Data/Events for the next week:
• It is a packed week of SA data where the money supply and PSCE data released this morning, which remained indicative of a subdued credit environment given pressure on household finances, will be followed by May trade and government budget data later today. The trade deficit is expected to remain wide on account of sluggish export traction and rising risks to the oil component of imports. Following this will be the Kagiso PMI, Naamsa vehicle sales and BER consumer confidence in the next two days, with productive sector growth still impacted negatively by demand factors and the strikes.
• Offshore there is a range of final PMI readings to take note of but the most important will be the US ISM manufacturing and services PMIs as a gauge for recovery potential post a heavily downwardly revised Q1 GDP figure.

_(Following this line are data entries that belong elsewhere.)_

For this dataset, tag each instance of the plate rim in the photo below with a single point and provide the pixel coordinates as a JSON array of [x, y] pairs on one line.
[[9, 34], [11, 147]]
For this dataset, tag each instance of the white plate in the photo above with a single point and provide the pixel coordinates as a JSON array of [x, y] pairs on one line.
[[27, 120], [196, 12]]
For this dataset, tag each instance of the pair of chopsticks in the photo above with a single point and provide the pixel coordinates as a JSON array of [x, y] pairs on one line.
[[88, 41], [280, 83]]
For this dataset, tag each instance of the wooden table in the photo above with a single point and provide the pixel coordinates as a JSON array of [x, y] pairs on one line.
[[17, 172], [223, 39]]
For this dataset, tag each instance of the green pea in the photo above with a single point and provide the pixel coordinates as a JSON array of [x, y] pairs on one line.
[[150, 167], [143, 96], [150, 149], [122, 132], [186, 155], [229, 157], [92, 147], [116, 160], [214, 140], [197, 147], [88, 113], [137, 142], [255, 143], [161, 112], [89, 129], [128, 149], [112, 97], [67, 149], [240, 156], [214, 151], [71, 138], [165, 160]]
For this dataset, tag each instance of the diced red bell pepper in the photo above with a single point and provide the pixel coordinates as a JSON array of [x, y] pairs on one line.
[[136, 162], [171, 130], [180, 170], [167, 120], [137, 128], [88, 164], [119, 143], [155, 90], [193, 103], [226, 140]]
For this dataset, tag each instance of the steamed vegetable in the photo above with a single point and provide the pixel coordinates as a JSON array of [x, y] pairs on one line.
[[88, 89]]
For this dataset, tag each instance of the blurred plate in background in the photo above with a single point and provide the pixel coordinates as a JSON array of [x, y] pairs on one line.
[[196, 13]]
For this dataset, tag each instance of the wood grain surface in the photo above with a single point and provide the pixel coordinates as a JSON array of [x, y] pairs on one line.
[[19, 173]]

Also on the radar is the non-farm payrolls release as an integral factor in the Fed’s policy decisions.

Trade Weighted ZAR:

• The SARB’s new trade-weighted methodology will be effective from tomorrow, the start of July, the bank now using foreign trade statistics from the 2010-2012 period as opposed to the former 2003-2005 data. The magnitude of the revisions is significant and sees many emerging market peers enter into the calculation. It provides a more representative view on the rand’s trade-weighted standing and one factor that is interesting to note as a result is that the rand by these measures is not as weak year-to-date as it was under the old methodology, likely due to its EM peers having trended in a similar direction in an environment where offshore policy continues to be a major driver.
• Using the new methodology, the trade-weighted rand is now sitting 0.4% and 0.8% weaker on a month- and year-to-date basis respectively. This compares with a year-to-date depreciation of 0.6% the same time last week. Gains made against the USD, which have resulted from recent softness in the US data, have been more than offset by losses against the likes of the EUR, CNY and JPY and this is despite risk sentiment for the most part having benefitted EM currencies quite broadly over this time.
• It is concerning that the rand has failed to gain traction so shortly after data showing the Q1 current account deficit narrowing and given an end to the nearly half-year long platinum sector strike. It suggests that there is some doubt as to the sustainability of the current account improvement, with risk in this regard to be further alluded to by the trade data due later today, as well as the latest news of strike action beginning this week in the metals and engineering industries by Numsa. This provides the sense that rand fragilities have not significantly lessened which will remain the case under loose monetary policy conditions.